But Congress has abdicated their role. They've taken the judicial discretion that ought to have been a rarely needed relief valve and built the entire criminal justice system on top of it by imposing ludicrous maximum penalties and leaving it to the courts to sort it out. In consequence the check that Congress is supposed to be imposing on the courts effectively no longer exists, and if the courts get it wrong then there is nothing to stop it.

Throw in that the plea bargaining system bypasses even the courts in the overwhelming majority of cases and you have the recipe for prosecutorial discretion becoming outcome determinative.



The maximum sentence is not the target sentence. The target sentences are given by the federal sentencing guidelines. Judges have the discretion to give lower sentences in situations that warrant them, and have the discretion to go up to the maximums in situations that warrant them. But by and large they hew pretty closely to the sentencing guidelines.

See: http://en.wikipedia.org/wiki/United_States_Federal_Sentencin...


I'm not sure how that addresses the issue of too much judicial latitude on the top end. Giving judges discretion to reduce a sentence makes good sense. Giving them discretion to go up (or equivalently to go anywhere which is "down" from the stars) is abdicating the duty of Congress and inviting injustice, and the uncertainty provides undue leverage to prosecutors in plea negotiations, especially for an accused with little experience with the justice system. And the uncertainty isn't just in the judge's adherence to the guidelines, it's in what goes into the calculation.
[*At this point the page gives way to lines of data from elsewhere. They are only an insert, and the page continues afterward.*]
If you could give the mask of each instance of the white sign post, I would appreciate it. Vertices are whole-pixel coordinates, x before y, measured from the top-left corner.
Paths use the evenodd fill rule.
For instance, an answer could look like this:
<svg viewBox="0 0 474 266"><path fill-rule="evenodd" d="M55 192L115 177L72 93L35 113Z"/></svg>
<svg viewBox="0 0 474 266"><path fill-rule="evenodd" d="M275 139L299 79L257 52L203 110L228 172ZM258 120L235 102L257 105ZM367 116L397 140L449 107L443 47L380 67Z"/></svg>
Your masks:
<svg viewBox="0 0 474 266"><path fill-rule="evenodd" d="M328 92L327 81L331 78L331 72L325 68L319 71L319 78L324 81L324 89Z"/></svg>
The guidelines are obviously very complicated ("43 offense levels" etc.) and you don't get to present your case to a jury and learn their findings of fact before deciding to take a plea, so whenever there is a fact in dispute that causes an order of magnitude difference in the guideline sentence, the guidelines force the accused to take an unduly large risk in going to trial.
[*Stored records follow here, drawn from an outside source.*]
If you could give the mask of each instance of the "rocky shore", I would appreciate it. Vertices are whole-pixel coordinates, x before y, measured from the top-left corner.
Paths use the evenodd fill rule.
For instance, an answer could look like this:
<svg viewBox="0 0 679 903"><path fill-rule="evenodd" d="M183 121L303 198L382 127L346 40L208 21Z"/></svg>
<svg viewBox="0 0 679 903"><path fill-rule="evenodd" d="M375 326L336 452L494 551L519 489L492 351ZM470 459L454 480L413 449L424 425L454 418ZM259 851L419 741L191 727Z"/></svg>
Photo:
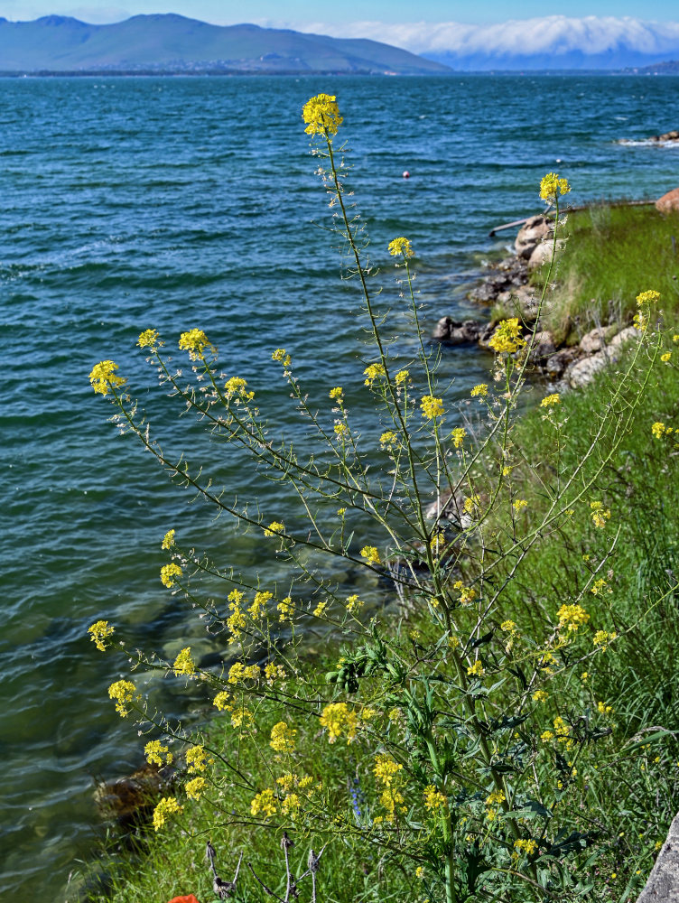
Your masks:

Moreover, the sentencing guidelines are still full of harsh penalties. When Congress presents the authors of the guidelines with a maximum penalty of 25 years, it makes a five year prison term seem generous to the accused, notwithstanding that it is in actual fact an extremely harsh prison sentence in absolute terms.
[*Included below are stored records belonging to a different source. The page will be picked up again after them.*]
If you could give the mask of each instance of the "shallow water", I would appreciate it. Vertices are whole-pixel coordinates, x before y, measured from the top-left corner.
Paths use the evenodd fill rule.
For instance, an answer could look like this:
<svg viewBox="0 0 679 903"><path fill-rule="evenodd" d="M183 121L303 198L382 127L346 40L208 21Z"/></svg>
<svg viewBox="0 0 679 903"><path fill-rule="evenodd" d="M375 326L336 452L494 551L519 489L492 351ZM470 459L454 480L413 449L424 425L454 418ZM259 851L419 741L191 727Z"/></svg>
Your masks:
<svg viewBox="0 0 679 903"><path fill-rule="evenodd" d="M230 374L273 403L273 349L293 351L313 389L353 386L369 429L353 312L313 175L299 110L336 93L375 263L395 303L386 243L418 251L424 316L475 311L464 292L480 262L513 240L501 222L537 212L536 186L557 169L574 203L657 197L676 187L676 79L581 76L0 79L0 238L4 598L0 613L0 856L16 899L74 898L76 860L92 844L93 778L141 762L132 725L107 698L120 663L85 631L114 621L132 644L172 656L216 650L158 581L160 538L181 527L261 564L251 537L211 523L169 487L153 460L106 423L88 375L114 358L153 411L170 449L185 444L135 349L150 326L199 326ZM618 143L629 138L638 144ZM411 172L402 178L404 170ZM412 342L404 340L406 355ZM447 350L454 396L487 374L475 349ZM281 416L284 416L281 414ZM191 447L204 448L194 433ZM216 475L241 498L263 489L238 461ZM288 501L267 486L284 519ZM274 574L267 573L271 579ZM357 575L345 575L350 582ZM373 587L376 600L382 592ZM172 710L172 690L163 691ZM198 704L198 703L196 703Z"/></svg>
And, correct me if I'm wrong, whether something is a felony is based on the maximum penalty rather than the imposed penalty. So even if your actual sentence is "only" a number of months under the sentencing guidelines and in practice, you're still a felon for the rest of your life with all of the disqualifications that come with it if the maximum penalty exceeded a year.

I don't think it's too much to ask for Congress to better differentiate between more and less serious crimes and to set appropriate maximum penalties for each.


So basically you want Congress and the Judiciary to only ever make sentences shorter, yes? Now, I do think Us sentences are too long and serve little social purpose, but I'm a rehabilitationist (probably because I'm a Euro utilitarian type), whereas a majority of Americans seem to be retributionist, and deontological ones at that. In general, Americans like throwing the book at criminals, or people they perceive to be criminals.


>So basically you want Congress and the Judiciary to only ever make sentences shorter, yes?

I didn't say "ever" -- if sentences were too low then the maximums should go up, but we are clearly in no danger of that happening because as you point out, "Americans like throwing the book at criminals, or people they perceive to be criminals." There is a reason that we don't elect Supreme Court justices.